M3P is a totally different proposition to other projects I’ve been involved with. We’re using a wiki as the core database, and the same MediaWiki architecture and software that powers Wikipedia. Building a wiki from the ground up leaves you with no choice other than to ‘get your hands dirty’ with the technology as quickly as possible. Then, there’s initial ‘seed’ content to develop and source – enough material to use for a demo of what the wiki can become, if it truly becomes a collaborative tool. And then, a raft of issues relating to branding, editorial policies, archiving, intellectual property and live performances.

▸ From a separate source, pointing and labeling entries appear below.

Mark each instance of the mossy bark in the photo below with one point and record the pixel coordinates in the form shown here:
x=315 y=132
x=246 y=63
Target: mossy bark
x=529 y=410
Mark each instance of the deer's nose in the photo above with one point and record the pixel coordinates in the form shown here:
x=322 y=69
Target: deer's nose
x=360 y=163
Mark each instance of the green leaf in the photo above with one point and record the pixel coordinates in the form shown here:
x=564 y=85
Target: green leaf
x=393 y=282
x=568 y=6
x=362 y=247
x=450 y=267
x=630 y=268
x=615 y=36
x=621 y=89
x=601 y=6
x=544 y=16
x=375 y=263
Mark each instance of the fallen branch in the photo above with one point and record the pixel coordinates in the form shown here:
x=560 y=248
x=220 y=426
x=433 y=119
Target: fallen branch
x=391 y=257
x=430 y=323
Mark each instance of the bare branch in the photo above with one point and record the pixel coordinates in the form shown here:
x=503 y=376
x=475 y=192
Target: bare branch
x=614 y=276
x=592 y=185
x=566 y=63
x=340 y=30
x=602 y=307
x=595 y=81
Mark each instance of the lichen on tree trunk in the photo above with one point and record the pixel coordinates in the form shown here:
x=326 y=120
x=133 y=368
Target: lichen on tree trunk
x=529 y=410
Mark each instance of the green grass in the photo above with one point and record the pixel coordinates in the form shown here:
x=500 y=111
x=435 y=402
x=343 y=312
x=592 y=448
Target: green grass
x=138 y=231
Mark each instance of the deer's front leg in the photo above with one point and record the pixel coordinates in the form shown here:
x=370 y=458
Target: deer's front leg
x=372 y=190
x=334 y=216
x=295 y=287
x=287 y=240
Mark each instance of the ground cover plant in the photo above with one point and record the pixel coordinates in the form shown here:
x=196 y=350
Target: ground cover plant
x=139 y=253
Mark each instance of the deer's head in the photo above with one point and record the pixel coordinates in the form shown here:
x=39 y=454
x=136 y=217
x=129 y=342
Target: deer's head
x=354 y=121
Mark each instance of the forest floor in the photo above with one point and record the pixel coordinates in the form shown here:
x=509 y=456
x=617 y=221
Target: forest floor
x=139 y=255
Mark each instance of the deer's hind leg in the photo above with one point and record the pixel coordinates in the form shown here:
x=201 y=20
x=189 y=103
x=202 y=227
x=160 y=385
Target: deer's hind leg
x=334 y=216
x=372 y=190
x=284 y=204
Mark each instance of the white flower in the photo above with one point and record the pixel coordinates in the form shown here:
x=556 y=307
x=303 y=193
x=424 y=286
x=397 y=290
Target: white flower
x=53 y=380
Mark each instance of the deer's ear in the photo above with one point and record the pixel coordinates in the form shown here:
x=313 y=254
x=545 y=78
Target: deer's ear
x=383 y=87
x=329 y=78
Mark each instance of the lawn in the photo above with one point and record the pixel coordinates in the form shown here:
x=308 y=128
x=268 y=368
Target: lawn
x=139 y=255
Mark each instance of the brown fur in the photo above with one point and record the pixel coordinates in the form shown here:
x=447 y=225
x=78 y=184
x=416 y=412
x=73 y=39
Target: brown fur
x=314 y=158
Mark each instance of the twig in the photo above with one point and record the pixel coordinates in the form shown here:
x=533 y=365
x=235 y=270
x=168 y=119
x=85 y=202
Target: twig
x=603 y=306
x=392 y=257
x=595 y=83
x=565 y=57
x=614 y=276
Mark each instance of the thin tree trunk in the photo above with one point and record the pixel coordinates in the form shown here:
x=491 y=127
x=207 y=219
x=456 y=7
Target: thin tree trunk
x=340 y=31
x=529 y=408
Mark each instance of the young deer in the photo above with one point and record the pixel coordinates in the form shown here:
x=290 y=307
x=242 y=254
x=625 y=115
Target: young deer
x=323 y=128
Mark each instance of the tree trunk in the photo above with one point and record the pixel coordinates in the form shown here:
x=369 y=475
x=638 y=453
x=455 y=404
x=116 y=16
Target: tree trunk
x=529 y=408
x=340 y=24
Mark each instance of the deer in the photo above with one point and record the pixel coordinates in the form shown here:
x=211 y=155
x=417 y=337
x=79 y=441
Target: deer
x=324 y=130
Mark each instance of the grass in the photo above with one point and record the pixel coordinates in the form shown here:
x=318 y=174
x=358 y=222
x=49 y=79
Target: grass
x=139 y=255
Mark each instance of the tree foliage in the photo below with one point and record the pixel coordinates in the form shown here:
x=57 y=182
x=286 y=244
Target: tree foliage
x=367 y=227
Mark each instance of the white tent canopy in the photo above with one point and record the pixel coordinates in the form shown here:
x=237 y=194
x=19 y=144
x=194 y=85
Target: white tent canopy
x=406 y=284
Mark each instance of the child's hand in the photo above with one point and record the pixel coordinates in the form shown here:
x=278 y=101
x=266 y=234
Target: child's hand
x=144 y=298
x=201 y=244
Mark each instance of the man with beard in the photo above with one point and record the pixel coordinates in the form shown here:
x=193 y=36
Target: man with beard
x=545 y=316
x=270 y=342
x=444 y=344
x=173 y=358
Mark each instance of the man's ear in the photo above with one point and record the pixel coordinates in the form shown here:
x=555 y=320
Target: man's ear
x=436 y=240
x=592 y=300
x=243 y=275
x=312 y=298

Somewhere in the middle of a skype call, as more people started to engage, I realised that the project was starting to take a life of its own.
Why set up a database of Maltese music? And is there a need for it?
Perhaps the best answer to that is.. why not? In a hyper-local context like Malta, where community-building is at the core of the country’s fabric, but where online collaboration is very much in its infancy, M3P is a wonderful opportunity to understand how Maltese society is changing by having access to new tools that facilitate publishing, sharing and knowledge exchange. We can now preserve aspects of our cultural heritage that we may soon lose – perhaps because of the form of the media stored in; or simply because we need to rely on the living memory of the elderly. Like other specialist wikis, M3P will seek to preserve endangered cultural memory for future generations.
As we delve deeper, we realise how music links many disparate networks on the island, and spans over political, religious and socio-economic divides. The hope is that M3P can eventually develop into a living archive of works produced by Maltese musicians and associated aspects of popular culture, such as radio, television, theatre, visual arts, sports, dance, and other related arts and popular entertainments. And by music, we mean anything from traditional għana and band marches to hip hop, from electronica and jazz to rock and heavy metal.
M3P has many challenges. All social media utilities, including wikis, blogs and online social networking websites, support and thrive on content generated by their users, rather than a central authoritative source. Everyone with access to an Internet connection can engage and participate in building a database that will become part of the nation’s archives and memory banks. A common database that is constantly being enhanced, edited, updated. For the benefit of all users. Including those who will never update a single word on a page.
We’re a small nation. M3P may well be the first of several social experiments that can help determine how much we are actually prepared to share for the common good; and how much we care about legacy.